The fact that you just had a big storm doesn’t mean “Now we’re going to get a big [algae] bloom. The blooms are much more complicated.” says Steve Carpenter, lead author of a report published today in the Proceedings of the National Academy of the Sciences.

Steve Carpenter. Photo” University Communications

Carpenter, who is director emeritus at the Center for Limnology, joined a team of other University of Wisconsin-Madison researchers for a deep dive into long-term datasets collected on Lake Mendota, Madison’s largest, and longest studied, body of water. 

The team knew that only a handful of the highest precipitation storm events delivered about three-fourths of the phosphorus to the lake each year. And, in other lakes, previous research had documented big algae blooms following on the heels of big storms. 

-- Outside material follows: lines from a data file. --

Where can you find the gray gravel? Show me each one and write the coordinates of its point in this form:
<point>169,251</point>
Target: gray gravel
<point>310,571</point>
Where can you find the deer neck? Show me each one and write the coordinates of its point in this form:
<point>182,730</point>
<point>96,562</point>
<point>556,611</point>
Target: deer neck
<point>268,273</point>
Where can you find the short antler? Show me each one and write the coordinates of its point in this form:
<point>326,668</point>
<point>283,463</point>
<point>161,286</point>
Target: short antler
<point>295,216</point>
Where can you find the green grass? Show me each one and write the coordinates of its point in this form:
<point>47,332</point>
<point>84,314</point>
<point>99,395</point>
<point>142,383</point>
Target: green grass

But, in Lake Mendota, this dynamic is more complex. “It’s not just, ‘Have a storm, have a bloom,’” Carpenter says. While phosphorus is undoubtedly the key ingredient for an algae bloom, Lake Mendota can stew for quite a while before serving one up. 

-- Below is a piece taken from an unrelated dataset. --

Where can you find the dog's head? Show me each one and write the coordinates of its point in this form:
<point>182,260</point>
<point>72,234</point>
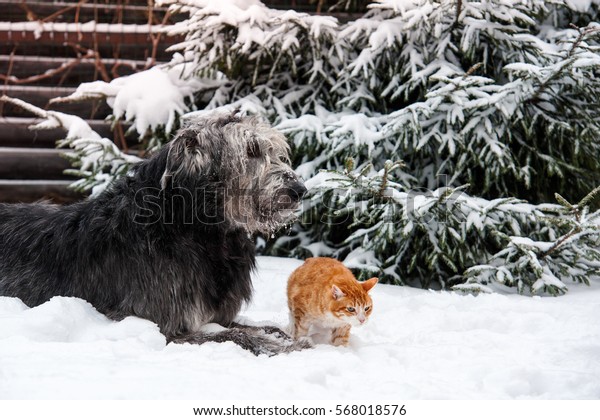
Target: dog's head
<point>243,163</point>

In fact, the report found that the mean lag time from a big storm to a big bloom is 15 days, with some delays between a heavy, phosphorus-delivering rain event and a notable algae bloom taking up to two months. 

So what’s going on? Well, it turns out that phosphorus is only one part of the algae bloom recipe. Carpenter identifies three other key factors at play – calm winds, warm surface waters and a low abundance of tiny crustaceans called zooplankton. 

Much like the annual “greening up” that occurs on land when winter thaws into spring, lakes see an explosion of growth, especially algae, as their waters warm. When it’s windy, this algae is mixed into the water column but, when the wind dies down, it can float to the surface and form a bloom. And all of this can only happen if there aren’t large populations of algae-grazing zooplankton. If zooplankton numbers are high, they can eat enough algae to keep a bloom at bay. 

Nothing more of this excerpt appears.